Bud was interviewed in January 1963 at the Bouffemont Sanatorium in France, where he was hospitalized with tuberculosis. In answer to a question from his French-speaking interviewer, he begins by singing the melody of his composition, "In the Mood for a Classic," which he dedicates to the "people of France." (Hear Bud playing it in the frame above marked Home 1961 #7.) He names Al Haig as a "my idea of a perfect pianist," then when pressed to name favorites, says "I told you, Al Haig," and adds Billy Kyle and Hank Jones. I noted that some YouTube users wonder if he's saying "Bud Powell," when he's actually saying, "I always did like Billy Kyle." Kyle recorded minimally as a leader, but he was a prominent member of John Kirby's popular sextet on 52nd Street in the 1930s and '40s, and later toured as a member of Louis Armstrong's All-Stars. In discussing his admiration for Art Tatum, he suggests a feeling of mutual respect that they had for each other. "Art Tatum used to take me out for a drive in his big Lincoln, he had a sky-blue Lincoln...I been in his car."

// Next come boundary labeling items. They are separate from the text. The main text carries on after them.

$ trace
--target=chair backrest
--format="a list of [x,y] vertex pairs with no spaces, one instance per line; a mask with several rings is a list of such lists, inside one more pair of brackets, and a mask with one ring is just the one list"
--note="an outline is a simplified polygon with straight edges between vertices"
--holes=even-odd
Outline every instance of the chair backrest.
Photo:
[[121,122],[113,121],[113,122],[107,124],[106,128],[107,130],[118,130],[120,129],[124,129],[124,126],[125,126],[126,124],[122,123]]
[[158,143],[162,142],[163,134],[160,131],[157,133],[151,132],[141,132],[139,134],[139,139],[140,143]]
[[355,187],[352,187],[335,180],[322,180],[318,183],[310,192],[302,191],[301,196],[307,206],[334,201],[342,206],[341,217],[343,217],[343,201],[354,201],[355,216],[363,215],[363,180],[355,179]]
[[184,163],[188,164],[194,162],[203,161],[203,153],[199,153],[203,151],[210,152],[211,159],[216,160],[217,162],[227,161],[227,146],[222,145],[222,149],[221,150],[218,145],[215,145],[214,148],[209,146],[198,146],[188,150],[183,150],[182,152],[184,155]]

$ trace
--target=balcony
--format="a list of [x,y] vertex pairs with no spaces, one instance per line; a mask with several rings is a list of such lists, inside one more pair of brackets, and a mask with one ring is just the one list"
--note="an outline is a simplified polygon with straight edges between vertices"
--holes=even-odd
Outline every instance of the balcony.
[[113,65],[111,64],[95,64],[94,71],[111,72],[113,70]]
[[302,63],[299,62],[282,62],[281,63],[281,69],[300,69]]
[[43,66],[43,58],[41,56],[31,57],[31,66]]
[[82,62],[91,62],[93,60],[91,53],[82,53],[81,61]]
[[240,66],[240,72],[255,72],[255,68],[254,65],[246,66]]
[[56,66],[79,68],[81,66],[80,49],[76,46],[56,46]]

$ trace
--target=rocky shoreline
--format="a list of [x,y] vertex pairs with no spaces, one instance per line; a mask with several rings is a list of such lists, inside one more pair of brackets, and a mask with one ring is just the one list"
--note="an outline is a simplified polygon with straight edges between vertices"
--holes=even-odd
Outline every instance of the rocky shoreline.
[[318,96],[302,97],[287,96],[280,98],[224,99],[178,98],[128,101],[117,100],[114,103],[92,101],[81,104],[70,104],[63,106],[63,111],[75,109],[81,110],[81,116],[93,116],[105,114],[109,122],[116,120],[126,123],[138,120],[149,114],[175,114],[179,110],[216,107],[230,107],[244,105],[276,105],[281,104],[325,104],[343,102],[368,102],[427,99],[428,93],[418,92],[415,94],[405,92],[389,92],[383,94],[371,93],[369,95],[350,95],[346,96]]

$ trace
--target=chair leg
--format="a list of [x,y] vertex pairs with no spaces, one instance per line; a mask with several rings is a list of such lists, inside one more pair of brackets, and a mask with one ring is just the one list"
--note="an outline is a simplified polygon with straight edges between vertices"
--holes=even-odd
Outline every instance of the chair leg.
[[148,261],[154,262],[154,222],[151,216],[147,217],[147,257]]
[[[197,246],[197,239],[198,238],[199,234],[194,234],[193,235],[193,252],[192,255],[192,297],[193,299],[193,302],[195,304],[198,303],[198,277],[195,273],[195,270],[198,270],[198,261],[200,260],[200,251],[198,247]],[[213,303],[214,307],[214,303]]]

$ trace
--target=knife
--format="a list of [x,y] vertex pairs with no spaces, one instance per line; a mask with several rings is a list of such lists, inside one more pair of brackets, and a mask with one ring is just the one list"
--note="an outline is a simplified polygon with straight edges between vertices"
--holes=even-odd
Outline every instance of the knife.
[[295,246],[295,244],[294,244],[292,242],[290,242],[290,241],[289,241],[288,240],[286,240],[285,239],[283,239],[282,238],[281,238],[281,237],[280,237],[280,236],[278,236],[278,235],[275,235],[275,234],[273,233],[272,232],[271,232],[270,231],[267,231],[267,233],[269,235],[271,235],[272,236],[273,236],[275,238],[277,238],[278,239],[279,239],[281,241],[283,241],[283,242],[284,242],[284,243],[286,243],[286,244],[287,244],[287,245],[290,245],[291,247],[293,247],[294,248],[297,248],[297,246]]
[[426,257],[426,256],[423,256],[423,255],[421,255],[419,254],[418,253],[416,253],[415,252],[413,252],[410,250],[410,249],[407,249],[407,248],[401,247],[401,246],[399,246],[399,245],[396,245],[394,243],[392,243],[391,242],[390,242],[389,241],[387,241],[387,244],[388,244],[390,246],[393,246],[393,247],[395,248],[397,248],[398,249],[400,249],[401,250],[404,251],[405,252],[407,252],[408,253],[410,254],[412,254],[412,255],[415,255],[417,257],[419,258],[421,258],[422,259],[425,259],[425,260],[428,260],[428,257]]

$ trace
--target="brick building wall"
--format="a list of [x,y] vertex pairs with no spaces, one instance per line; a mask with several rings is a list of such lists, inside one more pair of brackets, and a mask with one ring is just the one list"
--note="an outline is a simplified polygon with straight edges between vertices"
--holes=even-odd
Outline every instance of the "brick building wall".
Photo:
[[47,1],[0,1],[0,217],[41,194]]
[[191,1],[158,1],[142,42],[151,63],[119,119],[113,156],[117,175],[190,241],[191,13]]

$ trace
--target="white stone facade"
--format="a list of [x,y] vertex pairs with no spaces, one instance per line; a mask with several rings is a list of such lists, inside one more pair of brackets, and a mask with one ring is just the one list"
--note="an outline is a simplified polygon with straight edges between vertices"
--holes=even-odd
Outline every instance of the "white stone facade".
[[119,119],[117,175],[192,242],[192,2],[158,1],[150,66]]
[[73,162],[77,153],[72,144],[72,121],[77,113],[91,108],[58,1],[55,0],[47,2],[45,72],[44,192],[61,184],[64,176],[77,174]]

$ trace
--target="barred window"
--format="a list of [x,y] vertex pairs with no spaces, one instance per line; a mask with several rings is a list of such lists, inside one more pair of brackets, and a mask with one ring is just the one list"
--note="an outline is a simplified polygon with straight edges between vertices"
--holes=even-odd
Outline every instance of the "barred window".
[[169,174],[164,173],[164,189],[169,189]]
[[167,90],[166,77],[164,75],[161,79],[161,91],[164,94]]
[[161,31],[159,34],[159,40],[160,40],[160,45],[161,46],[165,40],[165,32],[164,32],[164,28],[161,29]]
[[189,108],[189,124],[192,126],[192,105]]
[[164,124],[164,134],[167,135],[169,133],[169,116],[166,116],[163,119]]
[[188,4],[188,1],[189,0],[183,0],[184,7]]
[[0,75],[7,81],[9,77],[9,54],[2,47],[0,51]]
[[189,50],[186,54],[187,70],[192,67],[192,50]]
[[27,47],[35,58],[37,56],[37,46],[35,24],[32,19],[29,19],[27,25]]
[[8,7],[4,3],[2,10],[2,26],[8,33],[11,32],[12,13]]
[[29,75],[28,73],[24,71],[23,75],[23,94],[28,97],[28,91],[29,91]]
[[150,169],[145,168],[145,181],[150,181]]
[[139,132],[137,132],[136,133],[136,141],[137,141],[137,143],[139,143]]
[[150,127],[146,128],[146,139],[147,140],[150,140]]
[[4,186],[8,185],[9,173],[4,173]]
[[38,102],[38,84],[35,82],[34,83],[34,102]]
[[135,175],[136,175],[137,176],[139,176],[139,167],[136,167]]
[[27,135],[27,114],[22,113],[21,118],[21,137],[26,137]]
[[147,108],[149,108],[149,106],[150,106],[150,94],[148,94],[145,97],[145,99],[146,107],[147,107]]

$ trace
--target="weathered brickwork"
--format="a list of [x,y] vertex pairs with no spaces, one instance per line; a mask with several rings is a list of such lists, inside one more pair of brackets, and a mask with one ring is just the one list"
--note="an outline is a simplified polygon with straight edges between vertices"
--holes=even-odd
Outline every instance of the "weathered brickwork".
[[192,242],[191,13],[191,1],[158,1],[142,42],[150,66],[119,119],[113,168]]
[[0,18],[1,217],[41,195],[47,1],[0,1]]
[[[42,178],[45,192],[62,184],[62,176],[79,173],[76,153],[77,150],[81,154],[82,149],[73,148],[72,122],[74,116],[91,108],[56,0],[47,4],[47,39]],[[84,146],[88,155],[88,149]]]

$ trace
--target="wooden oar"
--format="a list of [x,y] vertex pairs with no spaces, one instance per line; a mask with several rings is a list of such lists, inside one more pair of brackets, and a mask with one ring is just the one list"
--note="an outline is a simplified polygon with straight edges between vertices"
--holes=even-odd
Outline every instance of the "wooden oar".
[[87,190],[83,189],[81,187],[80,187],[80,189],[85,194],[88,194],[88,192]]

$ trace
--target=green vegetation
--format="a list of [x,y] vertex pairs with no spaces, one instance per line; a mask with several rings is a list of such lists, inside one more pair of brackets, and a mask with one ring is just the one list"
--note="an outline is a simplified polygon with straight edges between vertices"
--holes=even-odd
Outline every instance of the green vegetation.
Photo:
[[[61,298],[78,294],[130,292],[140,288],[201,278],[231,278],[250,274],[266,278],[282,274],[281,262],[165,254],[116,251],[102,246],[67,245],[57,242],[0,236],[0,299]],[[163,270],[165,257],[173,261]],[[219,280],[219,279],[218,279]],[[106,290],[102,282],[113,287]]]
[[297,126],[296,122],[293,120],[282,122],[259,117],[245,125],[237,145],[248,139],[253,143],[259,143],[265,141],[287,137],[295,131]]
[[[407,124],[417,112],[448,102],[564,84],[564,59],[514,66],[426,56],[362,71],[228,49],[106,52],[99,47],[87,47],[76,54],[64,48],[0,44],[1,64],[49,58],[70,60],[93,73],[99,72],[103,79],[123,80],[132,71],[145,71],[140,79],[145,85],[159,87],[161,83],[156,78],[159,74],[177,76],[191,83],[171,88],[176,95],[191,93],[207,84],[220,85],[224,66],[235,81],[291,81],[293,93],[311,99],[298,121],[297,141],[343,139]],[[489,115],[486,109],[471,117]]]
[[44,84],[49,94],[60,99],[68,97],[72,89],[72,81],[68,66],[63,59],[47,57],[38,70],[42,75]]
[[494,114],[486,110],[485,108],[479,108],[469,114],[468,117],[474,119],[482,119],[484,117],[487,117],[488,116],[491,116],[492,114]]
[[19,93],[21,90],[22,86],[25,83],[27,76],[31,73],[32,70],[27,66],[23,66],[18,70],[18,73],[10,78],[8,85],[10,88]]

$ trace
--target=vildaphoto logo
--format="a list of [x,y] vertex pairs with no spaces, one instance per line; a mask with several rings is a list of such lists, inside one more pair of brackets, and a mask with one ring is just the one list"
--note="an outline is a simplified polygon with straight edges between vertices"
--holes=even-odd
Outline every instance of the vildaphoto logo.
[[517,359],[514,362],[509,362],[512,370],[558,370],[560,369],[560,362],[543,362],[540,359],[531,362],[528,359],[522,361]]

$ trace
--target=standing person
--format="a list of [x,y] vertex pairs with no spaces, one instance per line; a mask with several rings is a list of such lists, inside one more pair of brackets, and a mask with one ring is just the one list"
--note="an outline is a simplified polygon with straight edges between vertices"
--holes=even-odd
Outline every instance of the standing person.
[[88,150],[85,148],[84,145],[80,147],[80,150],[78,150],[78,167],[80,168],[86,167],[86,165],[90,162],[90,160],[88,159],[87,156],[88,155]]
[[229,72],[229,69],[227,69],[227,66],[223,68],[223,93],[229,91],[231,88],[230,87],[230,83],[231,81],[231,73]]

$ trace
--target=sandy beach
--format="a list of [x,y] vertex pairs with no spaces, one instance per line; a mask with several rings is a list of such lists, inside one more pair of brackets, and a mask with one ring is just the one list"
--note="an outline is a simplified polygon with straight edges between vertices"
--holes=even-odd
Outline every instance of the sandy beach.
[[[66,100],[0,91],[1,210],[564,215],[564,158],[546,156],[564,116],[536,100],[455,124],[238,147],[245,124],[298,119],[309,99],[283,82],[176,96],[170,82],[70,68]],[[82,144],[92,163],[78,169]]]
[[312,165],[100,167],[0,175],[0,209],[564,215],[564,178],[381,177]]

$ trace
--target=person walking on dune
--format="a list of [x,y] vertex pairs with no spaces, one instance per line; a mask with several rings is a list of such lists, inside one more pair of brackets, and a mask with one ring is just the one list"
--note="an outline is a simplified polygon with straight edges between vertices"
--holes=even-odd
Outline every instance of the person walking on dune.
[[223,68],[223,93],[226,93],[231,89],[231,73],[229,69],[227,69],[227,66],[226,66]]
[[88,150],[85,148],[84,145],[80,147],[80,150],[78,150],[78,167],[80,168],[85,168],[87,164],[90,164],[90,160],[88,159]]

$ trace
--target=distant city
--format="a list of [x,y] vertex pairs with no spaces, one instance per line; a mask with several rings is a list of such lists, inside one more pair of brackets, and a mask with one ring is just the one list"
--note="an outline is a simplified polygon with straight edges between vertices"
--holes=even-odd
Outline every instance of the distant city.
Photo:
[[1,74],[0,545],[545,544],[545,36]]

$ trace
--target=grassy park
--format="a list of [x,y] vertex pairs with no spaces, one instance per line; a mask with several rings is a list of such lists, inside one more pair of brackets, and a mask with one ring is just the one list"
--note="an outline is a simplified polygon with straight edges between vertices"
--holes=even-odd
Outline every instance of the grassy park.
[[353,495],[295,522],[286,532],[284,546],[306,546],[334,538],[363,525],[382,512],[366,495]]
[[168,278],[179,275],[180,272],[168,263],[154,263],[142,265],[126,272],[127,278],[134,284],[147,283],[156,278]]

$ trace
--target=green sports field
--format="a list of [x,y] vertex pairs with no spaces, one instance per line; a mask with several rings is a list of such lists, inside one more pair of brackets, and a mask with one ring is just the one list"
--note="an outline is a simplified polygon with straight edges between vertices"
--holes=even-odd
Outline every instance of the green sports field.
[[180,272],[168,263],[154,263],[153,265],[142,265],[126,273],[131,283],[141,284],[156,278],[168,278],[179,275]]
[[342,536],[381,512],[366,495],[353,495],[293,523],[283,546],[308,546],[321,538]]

Bud coughs out the name "Thelonious Monk...one of my favorites from a long time ago...We used to hang out all day and all night at after-hours joints." He names Johnny Griffin as his favorite tenor, and Miles Davis on trumpet. Griff was captured on tape with Bud at various locations in Paris around this time. Based on the interlocutor's statement, he apparently named Sonny Rollins too; Rollins was a 19-year-old when he recorded with Bud and Fats Navarro in 1949. Roy Haynes was the drummer on that date, and he was on Chick Corea's Bud tribute in '97. Bud goes on to name Max Roach, Tommy Potter, and Charles Mingus, and singles out Toshiko Akiyoshi as "very good...a technical pianist." He also acknowledges Bill Evans, but notes that he hadn't seen him in person. He concludes with an optimistic note about his health; alas, Powell returned to his native New York City in 1964, and died from TB two years later at the age of 41.